Nekbe'den yetmiş yedi yıl sonra, yeni harabemize isim veriyoruz
1948'de başlayan şey daha da karanlık bir şeye dönüştü. Bu yıldönümünde biz buna el-İbâde - Yıkım diyoruz.
Dr. Ghada Ageel’in al-Jazeera’de yayınlanan yazısını Barış Hoyraz, Haksöz Haber için tercüme etti.
Büyükannem Khadija Ammar, Mayıs 1948'de Beyt Daras'taki evinden son kez çıktığında yalnız bir yolculuğa çıkmıştı. Siyonist milislerin saldığı dehşetten kaçmak için evlerini ve topraklarını geride bırakmak zorunda kalan yüz binlerce Filistinli ona eşlik etse de, dünyada onu izleyen kimse yoktu. Birlikteydiler ama tamamen yalnızdılar. Ve yaşadıkları üzücü deneyimi tarif edecek hiçbir kelime yoktu.
Zamanla Filistinliler Mayıs 1948'de yaşananları Nekbe ya da felaket olarak adlandırmaya başladılar. Nekbe kelimesinin bu bağlamda kullanılması, bir başka “felaket” olan Holokost'un anısını çağrıştırıyor.
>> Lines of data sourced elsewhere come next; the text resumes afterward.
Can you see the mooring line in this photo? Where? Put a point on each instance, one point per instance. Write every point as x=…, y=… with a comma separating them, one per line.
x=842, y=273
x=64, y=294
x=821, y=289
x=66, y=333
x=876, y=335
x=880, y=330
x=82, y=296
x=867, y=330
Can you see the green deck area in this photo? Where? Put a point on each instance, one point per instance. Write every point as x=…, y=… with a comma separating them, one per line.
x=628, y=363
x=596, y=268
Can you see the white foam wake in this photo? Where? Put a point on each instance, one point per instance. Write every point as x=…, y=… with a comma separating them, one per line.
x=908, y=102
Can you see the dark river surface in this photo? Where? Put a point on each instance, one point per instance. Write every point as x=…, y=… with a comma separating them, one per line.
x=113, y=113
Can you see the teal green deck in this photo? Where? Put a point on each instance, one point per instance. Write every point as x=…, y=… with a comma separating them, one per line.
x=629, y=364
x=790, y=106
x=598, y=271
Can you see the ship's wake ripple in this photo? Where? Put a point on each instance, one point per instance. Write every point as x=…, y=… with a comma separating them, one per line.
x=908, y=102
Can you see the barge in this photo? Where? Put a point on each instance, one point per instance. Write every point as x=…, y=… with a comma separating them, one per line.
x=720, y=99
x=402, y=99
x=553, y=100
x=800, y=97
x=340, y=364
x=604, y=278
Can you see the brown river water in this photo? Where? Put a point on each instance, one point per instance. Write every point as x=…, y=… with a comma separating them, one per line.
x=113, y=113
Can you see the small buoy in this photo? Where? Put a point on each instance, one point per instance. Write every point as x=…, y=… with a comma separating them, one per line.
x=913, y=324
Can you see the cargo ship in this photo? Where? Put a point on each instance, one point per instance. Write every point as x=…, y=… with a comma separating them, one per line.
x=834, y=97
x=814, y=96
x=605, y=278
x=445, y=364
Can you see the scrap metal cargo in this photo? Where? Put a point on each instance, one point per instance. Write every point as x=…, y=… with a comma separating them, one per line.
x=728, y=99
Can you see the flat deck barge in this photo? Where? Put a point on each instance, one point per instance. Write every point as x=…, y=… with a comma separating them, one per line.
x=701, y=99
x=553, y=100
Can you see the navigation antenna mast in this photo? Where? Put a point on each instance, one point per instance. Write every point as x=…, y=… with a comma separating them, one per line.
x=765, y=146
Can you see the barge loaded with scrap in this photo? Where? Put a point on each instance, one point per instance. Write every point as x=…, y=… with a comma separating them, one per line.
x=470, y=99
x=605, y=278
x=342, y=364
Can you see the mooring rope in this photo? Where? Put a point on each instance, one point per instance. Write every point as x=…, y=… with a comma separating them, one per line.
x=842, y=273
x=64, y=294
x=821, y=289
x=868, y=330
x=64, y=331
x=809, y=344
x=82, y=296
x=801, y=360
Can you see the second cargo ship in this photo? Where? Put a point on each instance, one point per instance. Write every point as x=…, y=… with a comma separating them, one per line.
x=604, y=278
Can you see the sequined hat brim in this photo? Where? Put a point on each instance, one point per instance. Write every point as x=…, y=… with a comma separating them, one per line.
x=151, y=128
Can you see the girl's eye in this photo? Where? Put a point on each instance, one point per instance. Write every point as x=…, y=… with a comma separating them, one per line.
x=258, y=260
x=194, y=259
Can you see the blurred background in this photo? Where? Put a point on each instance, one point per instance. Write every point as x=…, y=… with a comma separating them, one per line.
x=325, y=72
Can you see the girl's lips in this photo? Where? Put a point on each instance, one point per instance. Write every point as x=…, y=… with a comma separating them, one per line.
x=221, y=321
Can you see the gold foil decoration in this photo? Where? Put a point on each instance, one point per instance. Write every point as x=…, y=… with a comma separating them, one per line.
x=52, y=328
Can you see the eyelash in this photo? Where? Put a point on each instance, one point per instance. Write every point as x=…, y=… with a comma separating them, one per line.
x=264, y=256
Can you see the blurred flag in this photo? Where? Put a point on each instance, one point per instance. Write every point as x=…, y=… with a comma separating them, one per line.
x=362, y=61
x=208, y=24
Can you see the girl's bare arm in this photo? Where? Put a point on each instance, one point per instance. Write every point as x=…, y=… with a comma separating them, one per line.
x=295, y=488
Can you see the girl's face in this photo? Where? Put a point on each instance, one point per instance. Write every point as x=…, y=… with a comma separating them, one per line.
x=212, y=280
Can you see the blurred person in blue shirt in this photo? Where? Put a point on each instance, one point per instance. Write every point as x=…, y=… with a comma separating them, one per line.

Filistinliler dünyaya şunu söylüyordu: Avrupa'daki Yahudi halkının başına gelen felaketten sadece üç yıl sonra, anavatanımız Filistin'de çok farklı ama daha az acı verici olmayan yeni bir felaket yaşanıyor.
Trajik bir şekilde, felaketimiz hiçbir zaman sona ermedi. Büyükannemin sürülmesinden yetmiş yedi yıl sonra, topraklarımızda onurlu bir şekilde yaşamaya çalıştığımız veya topraklarımıza geri dönmemize izin verilmesini talep ettiğimiz için hala avlanıyor, cezalandırılıyor ve öldürülüyoruz.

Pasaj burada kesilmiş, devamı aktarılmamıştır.